Daher meine Frage: Wie kann ich nun am besten die Verbindung mit einem Zertifikat absichern? geht das in der VM oder über ein Add-on etc? Jede Idee ist willkommen … 
Beste Grüße
Marc
Kurz und knackig: Mit ner Fritzbox würde ich das gar nicht angehen. Kauf Dir ordentliche Hardware mit VLAN- und IPS-Support, dann kannst Du Dein Netz segmentieren und u.a. eine DMZ für extern positionierte Hosts einrichten. Da lässt Du dann einen Reverse-Proxy laufen, der das mit den Zertifikaten übernimmt und auf die Endpoints nur auf die benötigten Ports ins interne LAN zugreifen kann. Das bedarf dann natürlich, dass man sich vorher mit der Materie auseinandersetzt, bevor man irgendwas in der Richtung umsetzt.

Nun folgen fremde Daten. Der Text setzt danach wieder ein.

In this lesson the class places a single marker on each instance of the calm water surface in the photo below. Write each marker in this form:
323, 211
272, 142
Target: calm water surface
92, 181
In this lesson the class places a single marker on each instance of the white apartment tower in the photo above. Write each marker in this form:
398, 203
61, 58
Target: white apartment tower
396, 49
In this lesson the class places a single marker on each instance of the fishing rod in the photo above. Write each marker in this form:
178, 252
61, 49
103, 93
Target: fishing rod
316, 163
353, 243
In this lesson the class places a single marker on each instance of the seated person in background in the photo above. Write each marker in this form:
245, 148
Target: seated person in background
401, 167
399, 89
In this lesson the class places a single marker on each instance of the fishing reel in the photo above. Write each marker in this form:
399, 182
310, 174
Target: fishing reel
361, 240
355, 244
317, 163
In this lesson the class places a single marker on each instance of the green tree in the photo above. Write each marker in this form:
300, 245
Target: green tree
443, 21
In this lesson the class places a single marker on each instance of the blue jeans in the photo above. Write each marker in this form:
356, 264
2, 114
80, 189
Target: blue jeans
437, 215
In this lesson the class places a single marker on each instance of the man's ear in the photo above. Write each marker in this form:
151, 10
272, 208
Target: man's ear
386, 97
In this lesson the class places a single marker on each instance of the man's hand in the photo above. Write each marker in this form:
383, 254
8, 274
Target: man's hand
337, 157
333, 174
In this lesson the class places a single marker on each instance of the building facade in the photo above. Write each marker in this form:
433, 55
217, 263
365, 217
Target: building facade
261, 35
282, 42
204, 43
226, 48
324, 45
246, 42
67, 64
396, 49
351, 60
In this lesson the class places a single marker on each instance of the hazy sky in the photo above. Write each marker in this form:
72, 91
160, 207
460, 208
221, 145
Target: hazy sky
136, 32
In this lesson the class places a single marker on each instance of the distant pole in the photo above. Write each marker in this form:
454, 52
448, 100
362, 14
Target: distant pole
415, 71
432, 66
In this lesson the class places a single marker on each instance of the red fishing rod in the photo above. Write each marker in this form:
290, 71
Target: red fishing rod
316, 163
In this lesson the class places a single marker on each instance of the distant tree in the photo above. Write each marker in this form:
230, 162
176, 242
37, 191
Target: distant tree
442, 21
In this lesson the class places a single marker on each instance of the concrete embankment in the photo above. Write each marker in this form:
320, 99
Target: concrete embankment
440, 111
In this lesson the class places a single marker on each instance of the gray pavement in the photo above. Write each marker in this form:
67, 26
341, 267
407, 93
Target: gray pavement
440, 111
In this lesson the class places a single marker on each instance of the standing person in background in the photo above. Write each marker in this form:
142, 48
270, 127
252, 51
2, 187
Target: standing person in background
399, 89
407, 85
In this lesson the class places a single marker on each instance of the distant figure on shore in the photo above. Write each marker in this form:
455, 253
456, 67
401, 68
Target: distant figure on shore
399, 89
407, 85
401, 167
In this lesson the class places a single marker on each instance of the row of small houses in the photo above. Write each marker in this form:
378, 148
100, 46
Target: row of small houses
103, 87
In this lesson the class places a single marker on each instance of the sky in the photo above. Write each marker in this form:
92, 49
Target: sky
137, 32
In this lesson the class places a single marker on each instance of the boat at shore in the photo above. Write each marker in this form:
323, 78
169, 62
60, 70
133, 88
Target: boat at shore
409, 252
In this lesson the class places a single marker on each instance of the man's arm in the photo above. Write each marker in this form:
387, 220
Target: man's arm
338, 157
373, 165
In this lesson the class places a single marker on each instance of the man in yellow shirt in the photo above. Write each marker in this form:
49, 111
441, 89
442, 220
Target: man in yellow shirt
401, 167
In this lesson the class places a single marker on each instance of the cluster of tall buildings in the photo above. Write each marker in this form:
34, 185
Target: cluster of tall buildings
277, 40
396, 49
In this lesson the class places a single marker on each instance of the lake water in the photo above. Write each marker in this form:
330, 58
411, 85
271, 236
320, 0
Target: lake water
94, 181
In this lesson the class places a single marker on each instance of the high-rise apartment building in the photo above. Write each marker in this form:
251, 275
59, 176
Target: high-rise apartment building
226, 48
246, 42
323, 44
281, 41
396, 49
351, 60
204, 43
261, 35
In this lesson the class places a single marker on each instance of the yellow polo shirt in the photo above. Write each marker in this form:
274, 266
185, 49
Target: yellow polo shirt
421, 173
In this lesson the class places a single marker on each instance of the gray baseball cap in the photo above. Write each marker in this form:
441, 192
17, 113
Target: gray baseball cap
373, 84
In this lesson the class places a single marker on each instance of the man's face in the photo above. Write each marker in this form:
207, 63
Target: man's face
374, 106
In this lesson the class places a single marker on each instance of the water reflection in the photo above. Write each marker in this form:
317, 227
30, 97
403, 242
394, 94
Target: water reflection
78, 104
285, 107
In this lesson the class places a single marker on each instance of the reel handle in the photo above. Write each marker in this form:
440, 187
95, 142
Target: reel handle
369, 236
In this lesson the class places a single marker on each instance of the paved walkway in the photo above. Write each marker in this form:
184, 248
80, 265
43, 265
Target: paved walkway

Man konnte sich vor 15 Jahren schon auf allerlei D- und Dreamboxen remote einloggen und da gab es shodan.io noch nicht mal. 
AFAIK gibt es sogar ein Addon dafür, aber dennoch sollte das alles mit Vorsicht angegangen werden.
Hatten wir nicht neulich erst solch einen Vorfall mit HA??!?
oder gleich über die synology Synology: How to Add Wildcard Certificate – Marius Hosting
also wenn du ddns von synology nutzt
Wer hatte einen Vorfall?
Ich hatte das so ähnlich. Hatte das mit Nginx Proxy Manager eingerichtet.
Da ich die meisten Dienste in Container laufen habe, löse das Problem mit Traefik. Jeder Dienst, welche erreichbar sein soll, bekommt ne Subdomain… Das reduziert die freigegeben Ports aufs Minimum.